In her book’s epilogue, Cohen calls on atheists to make themselves known.

She gives two reasons why atheists should “out” themselves. The first is to give others permission to live their lives more honestly.

“I wrote this book,” she says, “to give courage to people who don’t believe in God as a supernatural being in charge of the universe — and I think there’s a lot of those people.”

She concedes, “Some people are in situations where it would be risky professionally, or for their kids. And I feel like that gives me, as a person who’s in the Northeast, who’s white, who is surrounded by liberal people, whose families are all more or less understanding, it’s more incumbent on people like me to self-identify because some people can’t.”

The second reason atheists should make themselves known is to “save the country.” Cohen writes, “Religion is at the center of every battle against scientific and social progress.”

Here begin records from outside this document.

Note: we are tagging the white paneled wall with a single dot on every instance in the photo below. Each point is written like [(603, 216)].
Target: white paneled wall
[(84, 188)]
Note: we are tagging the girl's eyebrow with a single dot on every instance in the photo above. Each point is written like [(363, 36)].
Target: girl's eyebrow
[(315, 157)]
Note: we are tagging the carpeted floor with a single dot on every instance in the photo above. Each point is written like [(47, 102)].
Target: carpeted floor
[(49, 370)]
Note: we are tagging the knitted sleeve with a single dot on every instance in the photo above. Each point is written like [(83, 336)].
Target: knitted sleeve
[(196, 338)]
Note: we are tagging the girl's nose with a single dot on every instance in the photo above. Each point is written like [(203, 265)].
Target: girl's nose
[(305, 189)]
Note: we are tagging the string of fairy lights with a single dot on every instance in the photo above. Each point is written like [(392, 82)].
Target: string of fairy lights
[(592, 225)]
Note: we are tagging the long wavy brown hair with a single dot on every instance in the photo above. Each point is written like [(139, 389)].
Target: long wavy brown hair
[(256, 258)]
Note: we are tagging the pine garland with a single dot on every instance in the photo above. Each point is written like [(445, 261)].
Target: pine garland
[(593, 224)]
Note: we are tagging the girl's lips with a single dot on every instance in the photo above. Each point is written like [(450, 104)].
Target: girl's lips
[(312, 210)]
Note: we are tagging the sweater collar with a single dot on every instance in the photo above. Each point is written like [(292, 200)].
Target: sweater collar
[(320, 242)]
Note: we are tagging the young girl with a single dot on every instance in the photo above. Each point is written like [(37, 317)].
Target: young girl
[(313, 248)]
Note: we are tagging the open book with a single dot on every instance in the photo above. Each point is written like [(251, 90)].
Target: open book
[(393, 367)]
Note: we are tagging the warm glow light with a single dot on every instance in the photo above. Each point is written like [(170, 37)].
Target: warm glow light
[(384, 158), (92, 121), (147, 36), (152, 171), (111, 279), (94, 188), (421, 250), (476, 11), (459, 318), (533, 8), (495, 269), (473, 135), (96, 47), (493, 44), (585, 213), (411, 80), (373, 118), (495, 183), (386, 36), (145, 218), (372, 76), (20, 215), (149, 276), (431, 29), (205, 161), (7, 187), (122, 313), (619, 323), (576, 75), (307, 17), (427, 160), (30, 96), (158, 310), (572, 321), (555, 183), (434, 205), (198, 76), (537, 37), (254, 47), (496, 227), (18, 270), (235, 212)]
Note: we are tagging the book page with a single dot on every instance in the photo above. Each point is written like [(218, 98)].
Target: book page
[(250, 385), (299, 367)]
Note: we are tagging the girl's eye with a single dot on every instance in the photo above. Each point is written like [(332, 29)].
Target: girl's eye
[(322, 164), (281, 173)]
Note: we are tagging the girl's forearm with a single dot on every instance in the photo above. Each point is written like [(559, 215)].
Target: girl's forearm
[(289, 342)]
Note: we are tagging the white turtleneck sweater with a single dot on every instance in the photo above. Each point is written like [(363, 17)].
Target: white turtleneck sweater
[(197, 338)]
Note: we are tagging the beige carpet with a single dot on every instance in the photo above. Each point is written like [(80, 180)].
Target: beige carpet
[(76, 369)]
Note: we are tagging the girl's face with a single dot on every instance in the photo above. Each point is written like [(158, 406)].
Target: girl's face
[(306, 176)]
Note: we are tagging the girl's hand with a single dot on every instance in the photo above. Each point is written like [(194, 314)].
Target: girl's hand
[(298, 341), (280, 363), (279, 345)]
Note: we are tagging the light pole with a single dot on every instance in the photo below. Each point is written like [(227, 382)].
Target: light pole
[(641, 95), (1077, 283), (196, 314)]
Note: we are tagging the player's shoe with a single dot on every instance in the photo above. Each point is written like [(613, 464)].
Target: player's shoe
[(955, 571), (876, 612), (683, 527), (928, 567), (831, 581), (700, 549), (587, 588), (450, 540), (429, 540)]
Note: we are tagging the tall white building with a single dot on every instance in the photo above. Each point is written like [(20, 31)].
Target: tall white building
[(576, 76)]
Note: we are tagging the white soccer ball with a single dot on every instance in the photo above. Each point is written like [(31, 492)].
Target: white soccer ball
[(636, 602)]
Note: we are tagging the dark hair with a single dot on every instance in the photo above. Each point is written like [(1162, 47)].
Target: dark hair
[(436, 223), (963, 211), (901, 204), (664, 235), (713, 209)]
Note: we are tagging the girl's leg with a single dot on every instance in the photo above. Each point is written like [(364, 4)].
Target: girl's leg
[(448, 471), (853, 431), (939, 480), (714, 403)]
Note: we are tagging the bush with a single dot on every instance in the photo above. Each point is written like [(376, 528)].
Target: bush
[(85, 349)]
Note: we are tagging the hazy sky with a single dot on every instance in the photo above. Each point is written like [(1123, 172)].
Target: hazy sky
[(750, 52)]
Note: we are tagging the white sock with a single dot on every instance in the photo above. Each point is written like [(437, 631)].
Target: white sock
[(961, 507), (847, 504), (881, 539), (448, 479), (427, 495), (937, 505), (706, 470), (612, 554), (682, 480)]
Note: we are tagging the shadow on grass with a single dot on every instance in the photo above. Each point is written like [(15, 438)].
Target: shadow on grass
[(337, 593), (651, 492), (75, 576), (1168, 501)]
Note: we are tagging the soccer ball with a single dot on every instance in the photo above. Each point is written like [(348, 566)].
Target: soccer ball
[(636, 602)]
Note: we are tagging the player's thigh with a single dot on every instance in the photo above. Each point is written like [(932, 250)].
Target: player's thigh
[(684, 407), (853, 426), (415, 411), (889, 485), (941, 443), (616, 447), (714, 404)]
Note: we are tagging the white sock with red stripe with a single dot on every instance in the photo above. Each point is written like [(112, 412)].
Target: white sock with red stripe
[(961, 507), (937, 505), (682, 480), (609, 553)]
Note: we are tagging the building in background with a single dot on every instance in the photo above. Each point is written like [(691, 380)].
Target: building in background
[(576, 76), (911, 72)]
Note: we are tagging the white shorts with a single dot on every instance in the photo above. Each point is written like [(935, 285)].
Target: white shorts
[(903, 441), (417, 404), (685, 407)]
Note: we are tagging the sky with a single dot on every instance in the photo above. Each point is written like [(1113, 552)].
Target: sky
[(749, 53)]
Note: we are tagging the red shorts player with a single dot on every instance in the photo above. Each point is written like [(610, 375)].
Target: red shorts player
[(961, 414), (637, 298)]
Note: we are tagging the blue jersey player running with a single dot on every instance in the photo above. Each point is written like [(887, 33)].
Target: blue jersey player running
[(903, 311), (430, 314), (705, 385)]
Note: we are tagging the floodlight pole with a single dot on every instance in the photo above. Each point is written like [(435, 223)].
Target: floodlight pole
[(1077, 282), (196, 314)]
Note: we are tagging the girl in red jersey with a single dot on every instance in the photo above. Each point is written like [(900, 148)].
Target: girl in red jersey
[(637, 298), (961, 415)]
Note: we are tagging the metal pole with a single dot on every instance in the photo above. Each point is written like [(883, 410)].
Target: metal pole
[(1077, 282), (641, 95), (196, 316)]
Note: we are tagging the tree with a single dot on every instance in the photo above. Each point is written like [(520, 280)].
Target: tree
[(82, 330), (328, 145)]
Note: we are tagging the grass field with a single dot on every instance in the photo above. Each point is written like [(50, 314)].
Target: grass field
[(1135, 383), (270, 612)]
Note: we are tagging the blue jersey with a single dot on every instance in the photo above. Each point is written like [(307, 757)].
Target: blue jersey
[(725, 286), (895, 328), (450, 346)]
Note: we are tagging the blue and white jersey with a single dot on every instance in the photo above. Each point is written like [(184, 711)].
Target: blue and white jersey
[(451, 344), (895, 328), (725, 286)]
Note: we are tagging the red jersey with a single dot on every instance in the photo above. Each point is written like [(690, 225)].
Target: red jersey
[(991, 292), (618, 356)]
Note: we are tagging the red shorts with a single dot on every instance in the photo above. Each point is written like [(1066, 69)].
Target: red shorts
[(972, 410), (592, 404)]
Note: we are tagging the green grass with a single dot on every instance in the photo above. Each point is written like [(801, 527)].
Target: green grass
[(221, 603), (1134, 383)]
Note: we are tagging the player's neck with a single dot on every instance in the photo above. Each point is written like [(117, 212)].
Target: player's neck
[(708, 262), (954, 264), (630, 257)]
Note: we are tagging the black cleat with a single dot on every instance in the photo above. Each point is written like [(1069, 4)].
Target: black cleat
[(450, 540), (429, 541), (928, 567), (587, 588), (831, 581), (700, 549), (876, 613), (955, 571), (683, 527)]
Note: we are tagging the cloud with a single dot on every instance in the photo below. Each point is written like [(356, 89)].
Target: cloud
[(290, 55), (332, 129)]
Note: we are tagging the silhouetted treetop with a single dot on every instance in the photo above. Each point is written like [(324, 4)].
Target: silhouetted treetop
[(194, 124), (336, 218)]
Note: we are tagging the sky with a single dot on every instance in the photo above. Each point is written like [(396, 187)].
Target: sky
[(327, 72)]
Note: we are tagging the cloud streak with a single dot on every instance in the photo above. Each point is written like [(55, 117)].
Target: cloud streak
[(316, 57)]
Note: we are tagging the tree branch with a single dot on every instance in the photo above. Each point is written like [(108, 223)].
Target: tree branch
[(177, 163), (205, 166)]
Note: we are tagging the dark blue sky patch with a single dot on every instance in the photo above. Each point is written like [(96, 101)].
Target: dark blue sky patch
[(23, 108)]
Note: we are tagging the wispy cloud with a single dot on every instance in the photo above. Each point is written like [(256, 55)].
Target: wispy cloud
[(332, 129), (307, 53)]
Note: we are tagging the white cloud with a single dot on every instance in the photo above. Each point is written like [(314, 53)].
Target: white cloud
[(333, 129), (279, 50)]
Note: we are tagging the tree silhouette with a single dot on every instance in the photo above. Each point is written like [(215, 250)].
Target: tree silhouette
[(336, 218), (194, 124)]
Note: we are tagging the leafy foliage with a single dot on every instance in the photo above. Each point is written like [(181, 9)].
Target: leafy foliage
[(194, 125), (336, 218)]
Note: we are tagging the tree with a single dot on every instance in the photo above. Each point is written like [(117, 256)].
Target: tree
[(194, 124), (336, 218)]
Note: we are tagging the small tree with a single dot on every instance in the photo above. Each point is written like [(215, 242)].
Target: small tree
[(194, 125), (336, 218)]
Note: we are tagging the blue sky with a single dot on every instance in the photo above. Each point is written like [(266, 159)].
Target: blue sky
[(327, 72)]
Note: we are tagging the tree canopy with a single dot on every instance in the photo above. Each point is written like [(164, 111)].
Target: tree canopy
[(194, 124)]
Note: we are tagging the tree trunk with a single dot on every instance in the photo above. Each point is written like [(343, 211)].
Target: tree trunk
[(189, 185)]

While writing the book started as “a personal journey” for Cohen, “a discussion of the personal rewards of being honest with your kids,” the changing politics in America have forced the second point.

“A lot of our rights are under threat now and specifically because of the rise of Christian nationalism and the weakening of the protections of the Establishment Clause; the separation of church and state is no longer the … lodestar for the judicial system.

“When I started writing, I wasn’t worried that there would, for example, be a Catholic school that was chartered as a public school in Oklahoma, which just happened. I wasn’t worried about religious liberty as a concept being used to excuse discrimination against the LGBTQ community.

“So,” Cohen concludes, “things have changed and I feel more and more … it is an important political act, if you don’t believe in God, to make that clear to other people and to make it clear that you don’t believe that any public policy should be based on the law of a fictional character.”

****

The 248-page hardcover edition of “We of Little Faith,” published by Godine, costs $28.95 and is available on Kindle for $11.95.